I'm not too sure I like the concept. I'm not really happy with
the idea that == doesn't do a comparison, and that && doesn't
short circuit; in other words, that `` purchases[ "videoID" ] ==
videoID '' can't be used as a condition, and that the second
operand of && will always be evaluated. Carefully designed,
however, it's possible to ensure that such an expression can
only be used as an argument to something like
RWDBDeleter::where, so it might not be as bad as that.
The above example is how the C++ roguewave library does it.
Assuming you had Table, Column, Deleter, and Where classes
what interface on those classes (and why) could generate the
std::string
where videoID==123 and last_name='Miller';
from the C++ code
deleter.where(purchases["videoID"] == videoID && purchases
["last_name"]==lastName);
I have seen APIs that do it similar to this (just an example):
deleteQuery
.from("mytable")
.constrain("videoID", videoID)
.constrain("last_name", lastName)
.execute();
In a language like C++ that allows operator overloading, you
could theoretically come up with a query builder based on
operator overloading:
That's exactly what the RogueWave interface is doing.

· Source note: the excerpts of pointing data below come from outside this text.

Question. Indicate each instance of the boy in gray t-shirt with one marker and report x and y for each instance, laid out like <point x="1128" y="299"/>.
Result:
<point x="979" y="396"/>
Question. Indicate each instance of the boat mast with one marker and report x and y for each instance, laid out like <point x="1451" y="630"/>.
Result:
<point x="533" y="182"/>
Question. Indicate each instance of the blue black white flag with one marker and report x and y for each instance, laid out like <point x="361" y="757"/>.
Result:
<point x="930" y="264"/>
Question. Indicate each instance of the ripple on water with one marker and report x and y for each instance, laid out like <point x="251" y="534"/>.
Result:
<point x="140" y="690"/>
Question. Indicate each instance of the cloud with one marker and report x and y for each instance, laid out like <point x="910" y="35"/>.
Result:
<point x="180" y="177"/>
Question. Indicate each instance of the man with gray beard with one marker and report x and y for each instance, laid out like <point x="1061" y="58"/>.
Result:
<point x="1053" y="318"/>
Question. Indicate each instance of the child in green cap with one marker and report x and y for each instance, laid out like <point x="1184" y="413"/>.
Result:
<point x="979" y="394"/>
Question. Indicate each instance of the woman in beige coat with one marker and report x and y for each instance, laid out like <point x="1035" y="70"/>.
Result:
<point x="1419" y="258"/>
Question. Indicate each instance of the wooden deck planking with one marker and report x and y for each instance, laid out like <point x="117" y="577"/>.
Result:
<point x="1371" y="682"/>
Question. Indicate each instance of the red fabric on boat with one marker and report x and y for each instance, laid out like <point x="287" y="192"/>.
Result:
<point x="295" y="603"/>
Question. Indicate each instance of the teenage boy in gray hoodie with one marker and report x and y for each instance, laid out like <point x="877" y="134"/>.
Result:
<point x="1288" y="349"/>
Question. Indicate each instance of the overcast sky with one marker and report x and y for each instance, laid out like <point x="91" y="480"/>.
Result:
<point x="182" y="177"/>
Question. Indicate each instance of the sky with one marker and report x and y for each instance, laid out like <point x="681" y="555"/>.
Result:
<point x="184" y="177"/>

Query q = Delete << (Where("videoID") == videoID && Where
("last_name") == lastName);
q.Execute();
That is somewhat ugly but I did not put much thought into the
interface there. There, "Delete" and "Where" would be some
objects that are combined with the use of operators and, when
assigned to a Query, construct a representative SQL query.
The trick in the RogueWave implementation seems to be having
RWDBTable:
perator[] return a special type, on which the other
operators are defined. There are several ways to do this; I'd
probably use an expression node base class, with each of the
nodes derived classes. So ``purchases[ "videoID" ]'' might
return a ColumnReferenceNode (which contains the string
"videoID", and derived from ExpressionNode), there will be an
IntConstantNode with a converting constructor from int, and an
operator==( ExpressionNode const&, ExpressionNode const& ) which
returns an IsEqualNode containing pointers to the two nodes.
The RWDBDeleter::where function would take an ExpressionNode,
and "execute" it to generate the string.
The same thing could also be done with expression templates. I
find the virtual function version easier to understand, however.